2007-09-07 10:01:17 | 読書

              
 上下巻800頁以上になるが、読ませるというものではない。バブルがはじけて金余りで浮かれ騒いだツケが巨額の不良債権として金融界を大津波のように襲った。 日本の超一流といわれた銀行が軒並み傾いた。税金の注入で一息ついたものの、単独では立ち居かない銀行も多く合併が促進された。
 いまの銀行名で、旧銀行を推し量ることは出来ないくらい合併に次ぐ合併だった。そんな状況を一都市銀行の広報部長竹中治夫の目を通して描かれる。ただ、出てくる人物の特徴、例えば身長や体つきルックスそれに着ている服装などが書き込まれていないので人物像を具体化できない。

 例えば、不倫相手の24歳の恋人などに苛立ちを覚える。美人というだけでイメージをこちらに任されたままだ。たまに服装にふれているが、若い恋人の淡いブルーの上着にベージュのスラックスだったかスカートのどちらかだったが、この配色はメリハリに乏しく野暮ったい。
 ロンドンのビジネススクールに留学するほどの女性なら、もう少し垢抜けしてもよさそうだ。それ以外にも首をかしげたくなるのが多々ある。そんな具合に全体として垢抜けない。
 
 物語はまるで舞台劇のように、動きが少なくほとんど銀行の内部でのやりとりで退屈する。それに会話に緊迫感がなくしかもサラリーマンのペコペコする様が嫌になる。
 ここに書かれているような、歩いて十分ほどの相手銀行に行くのに社用車を使うとか。部内の打ち合わせに秘書を煩わしてお茶を出させるなどがある。
 実際にこんなことをしているのだろうか? だとすれば昔の企業体質から抜け出ていない。効率も悪いし行動力を疑う。これでは外資にしてやられるのは目に見えている。意識の転換が急がれる。

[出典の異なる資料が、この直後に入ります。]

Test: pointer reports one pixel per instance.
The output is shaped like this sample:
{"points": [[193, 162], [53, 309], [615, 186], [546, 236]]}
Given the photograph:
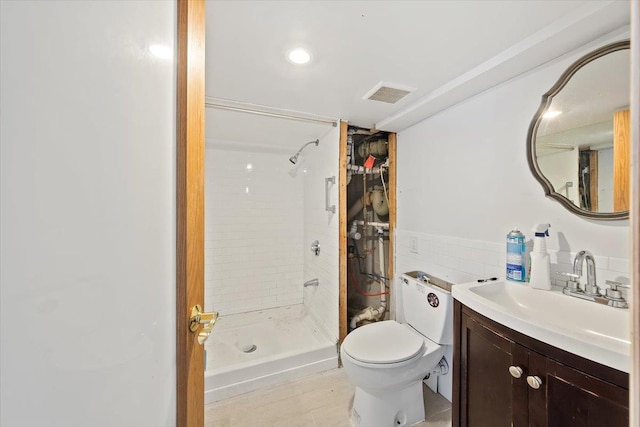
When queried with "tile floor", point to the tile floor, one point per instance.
{"points": [[319, 400]]}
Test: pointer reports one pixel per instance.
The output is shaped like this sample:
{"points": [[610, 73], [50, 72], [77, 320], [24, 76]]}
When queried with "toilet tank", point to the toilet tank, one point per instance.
{"points": [[428, 306]]}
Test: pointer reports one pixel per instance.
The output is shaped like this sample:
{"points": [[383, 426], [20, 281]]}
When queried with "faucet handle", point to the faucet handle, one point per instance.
{"points": [[614, 295], [571, 282], [615, 285], [571, 276]]}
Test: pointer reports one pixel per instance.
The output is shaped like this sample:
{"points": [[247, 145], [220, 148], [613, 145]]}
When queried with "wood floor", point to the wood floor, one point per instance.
{"points": [[319, 400]]}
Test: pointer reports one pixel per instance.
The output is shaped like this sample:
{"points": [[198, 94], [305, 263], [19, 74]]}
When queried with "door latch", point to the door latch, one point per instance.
{"points": [[198, 317]]}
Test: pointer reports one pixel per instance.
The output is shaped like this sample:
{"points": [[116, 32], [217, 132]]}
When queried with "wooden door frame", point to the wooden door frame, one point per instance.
{"points": [[634, 216], [189, 209]]}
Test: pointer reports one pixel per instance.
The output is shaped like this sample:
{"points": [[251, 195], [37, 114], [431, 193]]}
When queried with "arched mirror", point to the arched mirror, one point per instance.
{"points": [[578, 145]]}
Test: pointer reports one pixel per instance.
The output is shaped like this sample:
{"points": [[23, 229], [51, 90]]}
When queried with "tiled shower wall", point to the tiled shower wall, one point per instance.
{"points": [[253, 231], [321, 225]]}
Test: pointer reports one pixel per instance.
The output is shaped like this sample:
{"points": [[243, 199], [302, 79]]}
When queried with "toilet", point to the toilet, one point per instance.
{"points": [[387, 360]]}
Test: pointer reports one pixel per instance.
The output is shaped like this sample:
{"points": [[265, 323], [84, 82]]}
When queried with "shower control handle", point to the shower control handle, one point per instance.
{"points": [[198, 317], [315, 247]]}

 800頁にも及ぶ長大さに、なぜなのだろうと思っていると、巻末に初出として東京スポーツ2003年4月8日~2004年4月4日までの新聞連載とあった。要領よく書けば400頁で充分だろう。いずれにしても、この作家のほかの作品を読むことはないだろう。
 ちなみに、著者は1939年東京生れ。科学業界専門誌の記者、編集長を経て、‘75年「虚構の城」でデビュー。以来、綿密な取材に裏打ちされたリアリティに富む経済小説を次々に発表と図書館の検索ページにあった。